I along with countless of viewers watched stoically at Lifetime's "Surviving R Kelly," a three-night documentary in which family members of R Kelly, associates, and women speak out about his controversial past of manipulation, predatory behaviors, physical and sexual abuse, and pedophilia.
As the last episode of the docuseries ended, I felt a whirlwind of emotions. I felt anger. I felt despair. Most of all, I felt confused that we live in a world where a famous person can get away with such an abusive cycle for decades and yet there aren't any repercussions to his actions.
I felt myself asking, "How is this man not in jail? How did this go on for so long?" but then as I reflect on my own life and situations that hit closer to home, I step back and realize that I'm actually not shocked at all that things could escalate to this point.
Think about it. Almost everyone will agree that people who abuse others in such a way are sick individuals, but people forget that almost every story with a perpetrator is intertwined with multiple enablers.
In the first two episodes, there were many stories recalled by associates and producers of R Kelly who said they knew that he went to high schools to pick up girls and while it made them scratch their heads, they didn't think to actually ask him why he was there. They even saw numerous young girls in his studio but did not check IDs. In an even more detailed part of the series, R Kelly's former tour manager stated that he forged a marriage certificate between Kelly and late Aaliyah Haughton, who was only 15 during the ceremony. Kelly was 27.
I don't want to take away from the vile things that R Kelly did, but it does stand out more than anything how realistic it is to see that he didn't do these things alone. He had people helping him directly and indirectly.
"Surviving R Kelly" is more than just narratives about R Kelly. It's symbolic of how easily too many of us turn a blind eye to abuse and predatory behavior.

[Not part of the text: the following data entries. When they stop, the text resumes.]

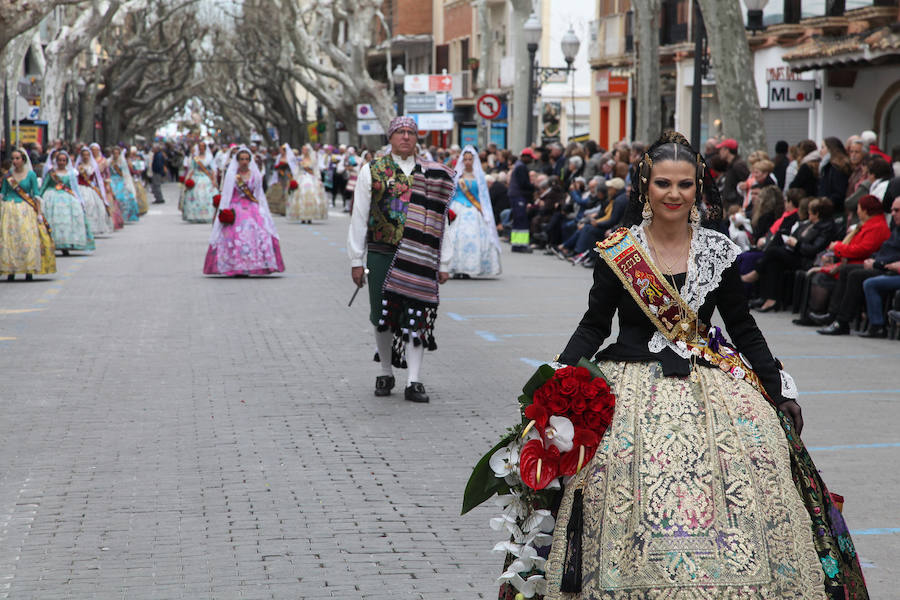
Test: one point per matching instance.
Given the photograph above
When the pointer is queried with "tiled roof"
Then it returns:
(882, 44)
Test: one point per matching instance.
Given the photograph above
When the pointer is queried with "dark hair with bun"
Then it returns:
(672, 145)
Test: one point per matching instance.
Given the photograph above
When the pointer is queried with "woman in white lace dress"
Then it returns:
(476, 246)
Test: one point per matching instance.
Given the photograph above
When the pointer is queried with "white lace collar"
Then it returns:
(711, 253)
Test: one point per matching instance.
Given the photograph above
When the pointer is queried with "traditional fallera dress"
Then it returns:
(20, 239)
(197, 204)
(98, 215)
(476, 247)
(249, 245)
(65, 212)
(700, 488)
(124, 196)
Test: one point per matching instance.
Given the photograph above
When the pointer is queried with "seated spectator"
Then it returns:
(807, 178)
(886, 263)
(739, 228)
(793, 251)
(834, 172)
(599, 225)
(550, 200)
(760, 177)
(860, 244)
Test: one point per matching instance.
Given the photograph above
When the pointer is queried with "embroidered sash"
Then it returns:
(59, 184)
(28, 199)
(245, 189)
(469, 195)
(205, 171)
(662, 304)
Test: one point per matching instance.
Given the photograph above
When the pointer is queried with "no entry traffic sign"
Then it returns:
(488, 106)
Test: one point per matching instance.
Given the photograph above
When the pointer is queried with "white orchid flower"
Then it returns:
(526, 560)
(505, 461)
(536, 584)
(560, 432)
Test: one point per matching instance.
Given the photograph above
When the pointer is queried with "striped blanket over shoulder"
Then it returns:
(410, 293)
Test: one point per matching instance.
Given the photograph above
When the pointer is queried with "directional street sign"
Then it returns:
(488, 106)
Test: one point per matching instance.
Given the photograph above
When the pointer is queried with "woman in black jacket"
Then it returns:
(834, 174)
(807, 178)
(798, 251)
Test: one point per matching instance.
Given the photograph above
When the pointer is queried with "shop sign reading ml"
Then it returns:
(796, 93)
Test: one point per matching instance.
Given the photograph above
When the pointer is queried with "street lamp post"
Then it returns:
(398, 75)
(537, 76)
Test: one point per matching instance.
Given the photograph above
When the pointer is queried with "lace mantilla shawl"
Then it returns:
(711, 253)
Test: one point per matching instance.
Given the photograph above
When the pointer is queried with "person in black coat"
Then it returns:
(834, 174)
(793, 252)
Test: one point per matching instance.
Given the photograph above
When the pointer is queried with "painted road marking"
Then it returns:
(854, 446)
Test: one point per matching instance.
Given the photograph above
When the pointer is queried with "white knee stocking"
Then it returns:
(414, 356)
(383, 341)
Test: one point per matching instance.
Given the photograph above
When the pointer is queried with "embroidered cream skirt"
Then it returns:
(689, 497)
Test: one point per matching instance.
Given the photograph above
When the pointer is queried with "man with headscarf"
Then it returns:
(396, 230)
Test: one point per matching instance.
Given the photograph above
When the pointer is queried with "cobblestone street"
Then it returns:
(171, 435)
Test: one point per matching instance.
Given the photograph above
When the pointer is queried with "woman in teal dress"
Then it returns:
(123, 186)
(20, 241)
(63, 207)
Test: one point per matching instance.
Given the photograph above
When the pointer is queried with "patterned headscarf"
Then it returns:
(401, 122)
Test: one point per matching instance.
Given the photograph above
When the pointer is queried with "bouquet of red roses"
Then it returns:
(565, 413)
(226, 216)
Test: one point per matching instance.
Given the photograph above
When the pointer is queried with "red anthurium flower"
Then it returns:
(539, 414)
(538, 466)
(569, 462)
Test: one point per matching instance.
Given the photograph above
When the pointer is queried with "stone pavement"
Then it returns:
(170, 435)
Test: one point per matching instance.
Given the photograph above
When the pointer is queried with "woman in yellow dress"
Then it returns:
(20, 217)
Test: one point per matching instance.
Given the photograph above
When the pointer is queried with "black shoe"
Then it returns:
(804, 321)
(875, 331)
(836, 328)
(821, 318)
(416, 392)
(773, 308)
(383, 385)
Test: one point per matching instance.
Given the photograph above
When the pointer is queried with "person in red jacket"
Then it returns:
(845, 300)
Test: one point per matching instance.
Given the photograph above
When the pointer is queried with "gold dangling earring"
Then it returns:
(646, 212)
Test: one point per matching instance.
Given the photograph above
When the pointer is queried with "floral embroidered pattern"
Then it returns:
(690, 496)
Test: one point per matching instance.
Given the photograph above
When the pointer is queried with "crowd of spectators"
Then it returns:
(818, 224)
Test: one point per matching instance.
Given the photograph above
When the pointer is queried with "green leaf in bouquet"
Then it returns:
(482, 482)
(540, 377)
(592, 367)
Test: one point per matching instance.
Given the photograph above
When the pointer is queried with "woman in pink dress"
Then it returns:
(244, 241)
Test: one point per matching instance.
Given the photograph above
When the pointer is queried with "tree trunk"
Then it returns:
(735, 86)
(649, 110)
(518, 119)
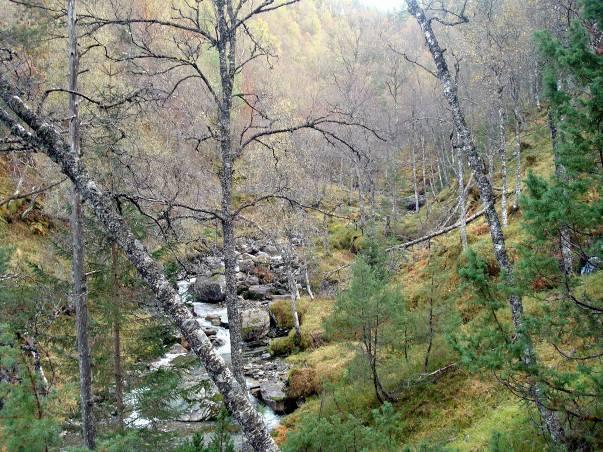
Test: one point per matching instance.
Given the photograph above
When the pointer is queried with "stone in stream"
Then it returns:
(255, 323)
(210, 331)
(260, 292)
(273, 395)
(246, 265)
(214, 319)
(409, 202)
(207, 290)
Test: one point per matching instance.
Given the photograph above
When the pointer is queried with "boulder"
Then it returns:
(260, 292)
(255, 323)
(207, 290)
(246, 265)
(270, 249)
(273, 395)
(214, 319)
(409, 202)
(262, 258)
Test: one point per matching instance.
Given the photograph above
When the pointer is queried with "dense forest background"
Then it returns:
(307, 225)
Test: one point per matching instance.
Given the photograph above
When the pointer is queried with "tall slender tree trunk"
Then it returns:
(117, 368)
(80, 294)
(292, 292)
(49, 139)
(503, 155)
(413, 156)
(226, 45)
(462, 197)
(551, 421)
(517, 158)
(307, 276)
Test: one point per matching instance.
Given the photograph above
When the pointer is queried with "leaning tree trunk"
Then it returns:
(550, 418)
(503, 155)
(292, 292)
(517, 158)
(46, 138)
(462, 199)
(80, 294)
(117, 367)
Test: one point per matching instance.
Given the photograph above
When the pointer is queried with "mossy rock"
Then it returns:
(281, 312)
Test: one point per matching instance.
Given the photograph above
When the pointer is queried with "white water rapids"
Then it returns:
(202, 310)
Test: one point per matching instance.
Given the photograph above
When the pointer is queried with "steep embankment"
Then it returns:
(456, 408)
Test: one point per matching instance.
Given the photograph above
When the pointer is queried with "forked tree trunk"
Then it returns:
(46, 138)
(80, 294)
(226, 47)
(462, 195)
(549, 417)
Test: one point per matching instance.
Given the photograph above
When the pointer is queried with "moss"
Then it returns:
(303, 383)
(281, 310)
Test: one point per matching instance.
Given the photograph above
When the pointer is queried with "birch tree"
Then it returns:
(80, 294)
(550, 419)
(31, 128)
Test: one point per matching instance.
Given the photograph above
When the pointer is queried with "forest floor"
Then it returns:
(461, 410)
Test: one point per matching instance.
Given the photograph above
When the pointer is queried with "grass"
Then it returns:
(461, 410)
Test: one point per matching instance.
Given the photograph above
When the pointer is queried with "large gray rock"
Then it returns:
(246, 265)
(262, 258)
(260, 292)
(273, 395)
(255, 323)
(409, 202)
(208, 290)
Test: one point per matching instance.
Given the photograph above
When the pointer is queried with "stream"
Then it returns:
(213, 318)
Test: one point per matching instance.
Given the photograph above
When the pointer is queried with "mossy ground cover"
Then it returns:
(461, 410)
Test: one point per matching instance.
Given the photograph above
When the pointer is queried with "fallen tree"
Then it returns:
(452, 227)
(40, 134)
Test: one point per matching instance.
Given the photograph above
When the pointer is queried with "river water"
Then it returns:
(203, 310)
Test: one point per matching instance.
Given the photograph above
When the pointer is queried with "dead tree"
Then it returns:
(80, 292)
(551, 421)
(28, 126)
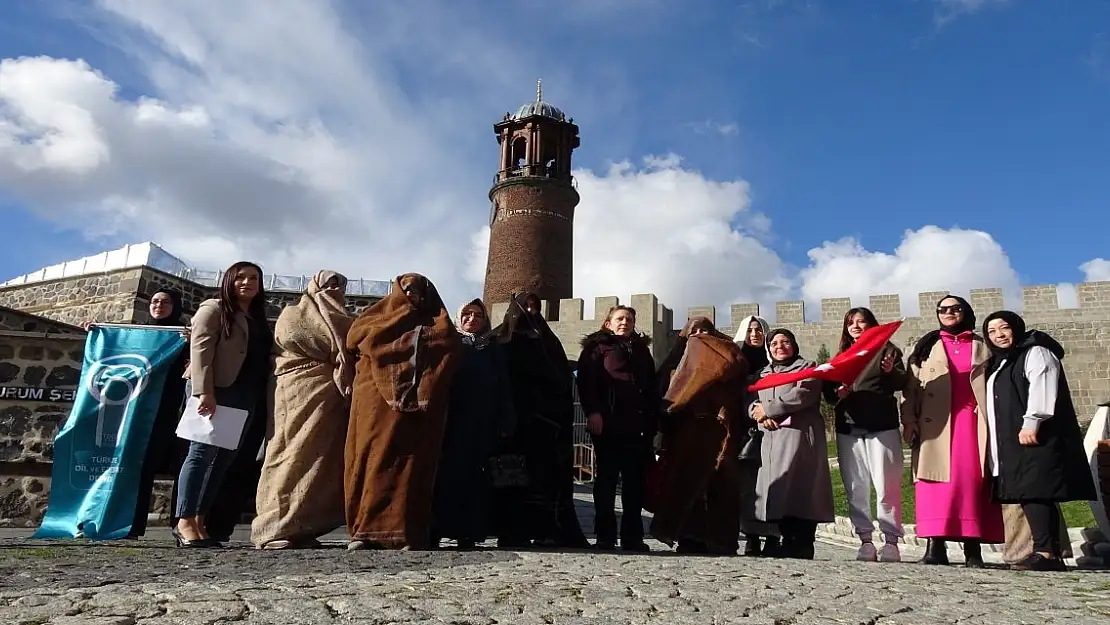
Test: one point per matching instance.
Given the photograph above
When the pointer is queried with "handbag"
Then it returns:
(507, 471)
(752, 450)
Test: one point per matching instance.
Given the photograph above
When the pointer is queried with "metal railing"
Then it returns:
(154, 256)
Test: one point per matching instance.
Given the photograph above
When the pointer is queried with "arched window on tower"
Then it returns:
(550, 159)
(520, 154)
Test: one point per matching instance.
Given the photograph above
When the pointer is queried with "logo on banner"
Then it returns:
(115, 382)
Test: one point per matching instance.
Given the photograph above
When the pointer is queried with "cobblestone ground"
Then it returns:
(151, 583)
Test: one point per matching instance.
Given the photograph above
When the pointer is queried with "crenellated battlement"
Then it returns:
(1085, 330)
(1092, 299)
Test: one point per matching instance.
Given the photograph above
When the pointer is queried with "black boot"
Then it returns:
(936, 552)
(972, 554)
(752, 547)
(773, 547)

It's about the people who watch as a guy purposely gets a girl more and more drunk at a party so he can "take her home." It's about the people who instill ideas in young boy's heads that hooking up with a grown woman is the key to manhood when in reality it doesn't make it any less abusive just because the genders are reversed. Even more applicable, it's about the people who blatantly ignore young, black girls and label them as "fast" because our bodies are more likely to be sexualized due to historical and racial stereotypes.
As seen in the fourth episode, John Petrean, a juror from R Kelly's child pornography case, explains that he didn't find Kelly guilty because he didn't believe the girls simply because of the way they looked. In the final episode, Chance the Rapper says that he made a mistake by collaborating with R Kelly and he didn't value the accusers' stories because they were black. He further explained that people typically see big stories like this when it involves lighter skinned women or white women.
Both scenes are also a painful reminder that we have even more of a tendency to dismiss predatory behavior if the victims are black.
So next time I see a headlining story about a sexual predator and ask myself how it could have gotten to that point, I'll remind myself that these situations aren't far-fetched. It's a reflection of the rape culture we live in and the disregard of black women's trauma that we see every day whether we choose to brush it aside or address it.